A presença desse tecido-pele se desdobra com novos significados nas imagens do interior de um casario de fazenda em ruínas. Surge aqui e ali, esvoaçante ou repousando sobre um amontoado de resíduos, animado pela claridade irregular da iluminação natural do local, como que pontuando delicadamente uma ausência e ativando o genius loci, o espírito do lugar, da casa que já foi [a noção de casa, em par com o corpo, tem destaque no escopo de interesses mais recentes da artista]. Nesta série há uma sugestão de narrativa, da possibilidade de reconstituição de uma realidade suspensa no tempo, a partir do caráter indicial dos elementos que ali habitam. O foco parece oscilar entre esse registro de matizes mais suavemente evocativos, a serviço de uma memória afetiva, e a captura de algumas composições “já prontas” que o lugar oferece, como os arranjos formados casualmente por novelos de arame pendurados à parede, e que a artista também não se furta a captar. Devidamente enquadrados e transpostos para a planaridade da fotografia, saem por instantes do esquecimento e tornam-se quase-gravuras ou quase-desenhos, pura linha e expressividade.

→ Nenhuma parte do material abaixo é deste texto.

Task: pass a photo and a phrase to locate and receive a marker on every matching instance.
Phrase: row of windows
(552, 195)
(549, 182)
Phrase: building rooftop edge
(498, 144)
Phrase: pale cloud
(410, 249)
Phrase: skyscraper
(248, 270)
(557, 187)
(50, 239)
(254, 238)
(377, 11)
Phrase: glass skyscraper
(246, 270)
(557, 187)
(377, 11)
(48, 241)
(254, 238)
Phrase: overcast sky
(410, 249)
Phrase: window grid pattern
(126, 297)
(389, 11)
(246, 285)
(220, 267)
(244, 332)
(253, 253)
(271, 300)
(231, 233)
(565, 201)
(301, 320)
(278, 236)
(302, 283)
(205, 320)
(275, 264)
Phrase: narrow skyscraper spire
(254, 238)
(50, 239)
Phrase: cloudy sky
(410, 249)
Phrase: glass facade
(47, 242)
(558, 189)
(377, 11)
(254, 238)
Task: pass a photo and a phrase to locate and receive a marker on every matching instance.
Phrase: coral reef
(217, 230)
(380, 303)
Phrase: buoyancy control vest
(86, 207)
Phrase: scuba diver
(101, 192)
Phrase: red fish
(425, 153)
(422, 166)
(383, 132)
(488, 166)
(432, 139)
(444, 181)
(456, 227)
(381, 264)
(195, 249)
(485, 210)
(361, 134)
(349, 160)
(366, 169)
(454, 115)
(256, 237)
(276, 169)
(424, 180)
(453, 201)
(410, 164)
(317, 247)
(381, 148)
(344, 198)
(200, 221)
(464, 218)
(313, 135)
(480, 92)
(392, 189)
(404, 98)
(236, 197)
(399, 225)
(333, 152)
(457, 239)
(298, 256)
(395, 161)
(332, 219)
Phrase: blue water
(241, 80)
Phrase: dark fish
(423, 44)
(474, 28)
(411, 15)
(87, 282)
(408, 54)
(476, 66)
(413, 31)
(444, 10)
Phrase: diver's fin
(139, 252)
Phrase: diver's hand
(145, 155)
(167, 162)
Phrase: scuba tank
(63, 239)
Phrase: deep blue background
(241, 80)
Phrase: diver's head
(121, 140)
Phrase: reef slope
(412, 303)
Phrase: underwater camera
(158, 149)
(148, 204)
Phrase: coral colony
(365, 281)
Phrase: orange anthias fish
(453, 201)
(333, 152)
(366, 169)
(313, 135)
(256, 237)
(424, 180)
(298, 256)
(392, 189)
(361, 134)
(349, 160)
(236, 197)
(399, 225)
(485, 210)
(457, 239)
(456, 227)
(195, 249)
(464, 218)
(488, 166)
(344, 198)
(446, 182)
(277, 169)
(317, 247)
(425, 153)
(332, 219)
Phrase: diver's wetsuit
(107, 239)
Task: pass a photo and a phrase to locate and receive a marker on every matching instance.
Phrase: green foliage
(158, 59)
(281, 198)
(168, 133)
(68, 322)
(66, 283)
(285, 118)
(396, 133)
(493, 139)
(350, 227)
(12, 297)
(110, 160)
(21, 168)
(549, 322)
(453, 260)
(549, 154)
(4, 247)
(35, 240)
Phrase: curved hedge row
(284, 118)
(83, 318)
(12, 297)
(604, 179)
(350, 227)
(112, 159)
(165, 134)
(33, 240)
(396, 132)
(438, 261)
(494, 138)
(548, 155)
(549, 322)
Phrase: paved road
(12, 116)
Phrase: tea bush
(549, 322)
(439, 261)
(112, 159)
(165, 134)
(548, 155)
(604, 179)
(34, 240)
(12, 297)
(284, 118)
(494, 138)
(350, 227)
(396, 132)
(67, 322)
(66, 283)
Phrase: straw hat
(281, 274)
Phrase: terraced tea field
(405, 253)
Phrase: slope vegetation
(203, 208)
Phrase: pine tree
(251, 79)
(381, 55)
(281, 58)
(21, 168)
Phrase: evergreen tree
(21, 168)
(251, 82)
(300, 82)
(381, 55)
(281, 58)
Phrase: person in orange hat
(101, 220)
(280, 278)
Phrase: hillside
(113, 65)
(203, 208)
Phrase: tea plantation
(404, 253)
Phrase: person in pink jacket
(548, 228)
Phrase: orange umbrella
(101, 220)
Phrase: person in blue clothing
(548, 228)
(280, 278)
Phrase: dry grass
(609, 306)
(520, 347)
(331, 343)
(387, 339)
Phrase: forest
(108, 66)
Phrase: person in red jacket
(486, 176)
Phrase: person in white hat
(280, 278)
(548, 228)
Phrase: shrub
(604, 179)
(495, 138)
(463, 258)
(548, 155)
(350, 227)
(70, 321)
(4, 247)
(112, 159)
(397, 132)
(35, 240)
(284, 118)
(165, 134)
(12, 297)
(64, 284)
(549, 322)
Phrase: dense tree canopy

E há os céus, as “paisagens quadradas”. Aqui fica patente o caráter a um só tempo despojado e elegantemente objetivo que marca a produção de Ana, com suas imagens afirmando a espessura de real que carregam, paradoxalmente potencializada pelo foco no vazio celeste. Que por sua vez dialoga com os espaços em ruínas já comentados; mas se lá era o vazio que assinalava a ausência ou acionava a memória, ele agora “ganha corpo” nestes fragmentos de etérea incomensurabilidade, encapsulados em ambientação bucólica.

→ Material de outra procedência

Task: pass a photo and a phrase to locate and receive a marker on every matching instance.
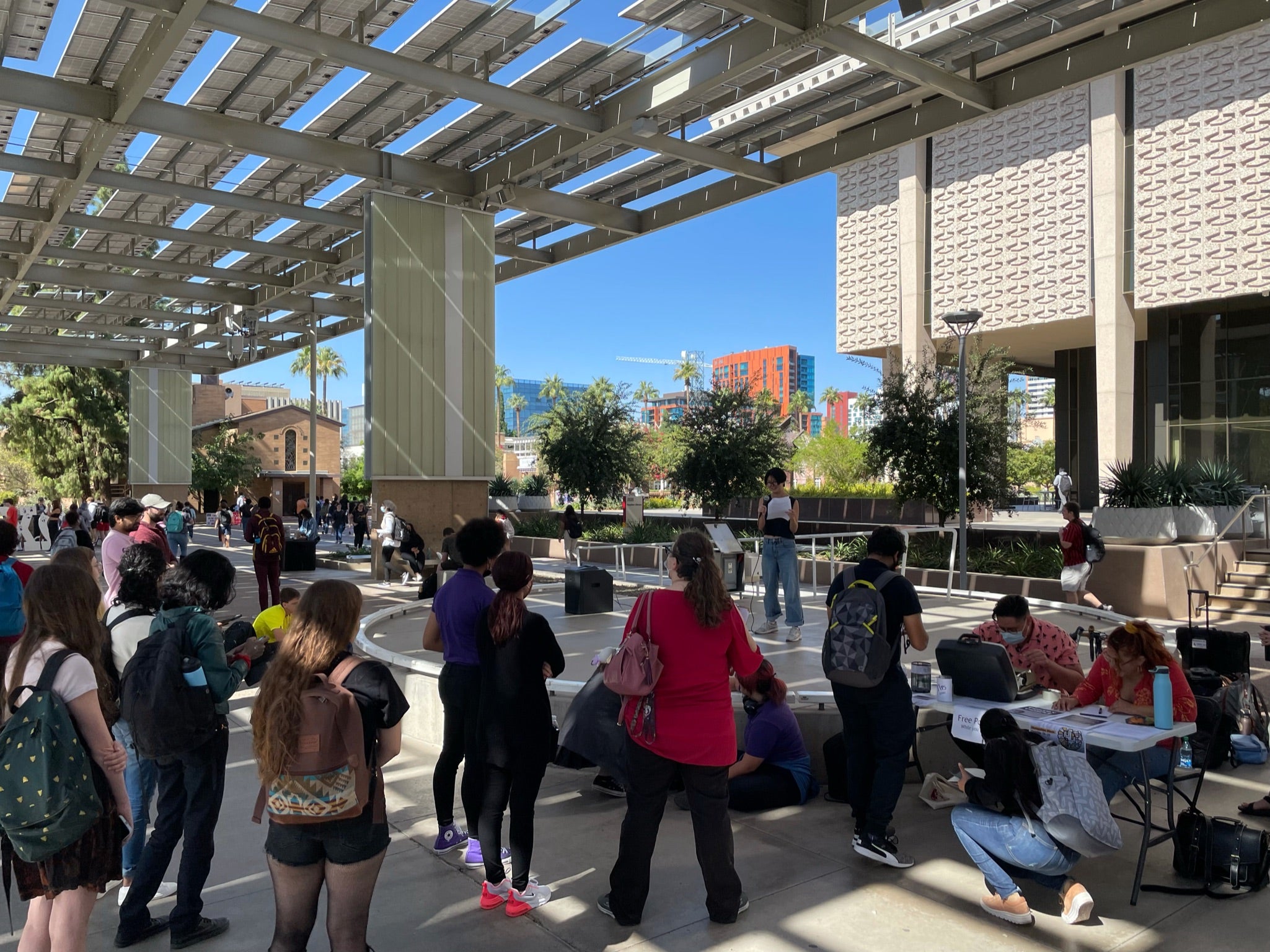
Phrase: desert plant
(502, 487)
(1132, 485)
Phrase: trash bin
(588, 589)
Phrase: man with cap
(123, 516)
(150, 528)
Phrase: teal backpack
(47, 798)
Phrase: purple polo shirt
(457, 604)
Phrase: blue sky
(757, 275)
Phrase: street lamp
(962, 323)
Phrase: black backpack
(168, 715)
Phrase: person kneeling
(1001, 832)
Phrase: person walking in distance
(267, 537)
(519, 653)
(879, 723)
(1076, 566)
(192, 782)
(346, 852)
(778, 521)
(451, 628)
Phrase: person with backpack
(1076, 560)
(268, 539)
(188, 736)
(1123, 681)
(345, 847)
(687, 729)
(14, 576)
(778, 521)
(870, 690)
(390, 534)
(65, 861)
(519, 653)
(151, 526)
(1001, 828)
(451, 628)
(127, 621)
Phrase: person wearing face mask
(1123, 681)
(1034, 644)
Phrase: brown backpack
(328, 777)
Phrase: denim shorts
(341, 842)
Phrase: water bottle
(1163, 694)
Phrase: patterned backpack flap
(1074, 808)
(47, 799)
(327, 777)
(857, 650)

Ao fim, tem-se a sensação de que o conjunto apresentado é uma amostra significativa dos fatores que conformam a perspectiva do olhar de Nitzan. Susan Sontag já observava que “o resultado mais extraordinário da atividade fotográfica é nos dar a sensação de que podemos reter o mundo inteiro em nossa cabeça (1)”; assertiva que parece descrever bem a compulsividade apaixonada com que esta artista se dedica a seu métier. Resta o exercício de manter a disciplina necessária para eleger o que se apresenta aos olhos tarefa árdua, como tudo que envolve escolha e paixão.

Guy Amado

(1) In Sobre fotografia; tradução Rubens Figueiredo. São Paulo: Companhia das Letras, 2004.